For Permian operators, understanding well spacing is critical to unlocking full stacked-pay potential. Along with horizontal and vertical spacing, operators must understand the impact of inter-zone bench sequencing on well productivity as remaining locations in primary intervals continue to decrease.
Some operators co-develop wells horizontally across one interval, returning several months later to develop the interval directly above or below, usually in a stagger-stacked configuration. A common result of tightly spaced child well development is that the lagged (child) wells underperform as the reservoir has already been partially depleted by pre-existing (parent) well production; this is often exacerbated when the parent wells were completed with high intensities. In contrast, RSEG has also found cases where parent well productivity is more severely impaired than the child well.

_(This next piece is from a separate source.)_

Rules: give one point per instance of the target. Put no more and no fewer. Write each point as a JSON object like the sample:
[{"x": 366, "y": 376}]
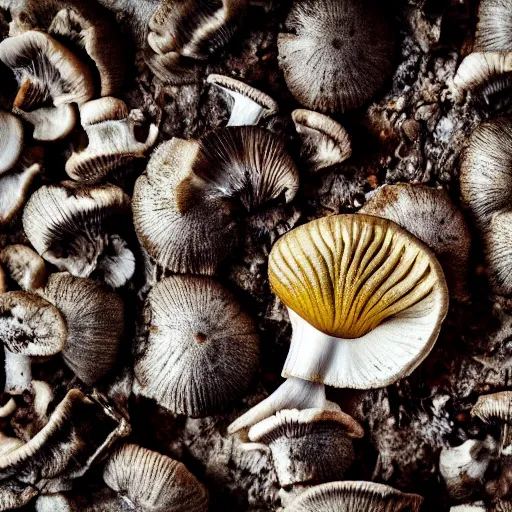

FIGURE 1 | Parent Well Degradation Due to Child Inter-Zone Development
Figure 1 demonstrates a scenario where the Wolfcamp B was co-developed in 2017 across a section followed by the Wolfcamp A about nine months later. The lagged wells were drilled ~260 feet above the parent wells and completed with higher proppant intensities. Modeling a type curve using only production prior to child well completions shows that expected Wolfcamp B parent well productivity decreases following child bench development. The current forecast EUR is roughly half of what the well was tracking prior to the Wolfcamp A bench coming online. RSEG believes the large child well completions and tight vertical spacing intensified competitive drainage between the Wolfcamp A and B wells, causing parent well production to fall off steeply. While the impact on the parent bench is more prominent, the child well forecast is also underperforming the standalone well Wolfcamp B type curve, as reservoir energy is likely being rapidly depleted between the competing zones.
As more operators return to previously developed sections to target zones above or below existing wells, not only is the quality of remaining inventory at risk, PDP reserves are also at risk. This phenomenon needs to be considered when valuing assets and companies. This impact highlights another justification for the co-development of benches where no known frac or flow barrier exists.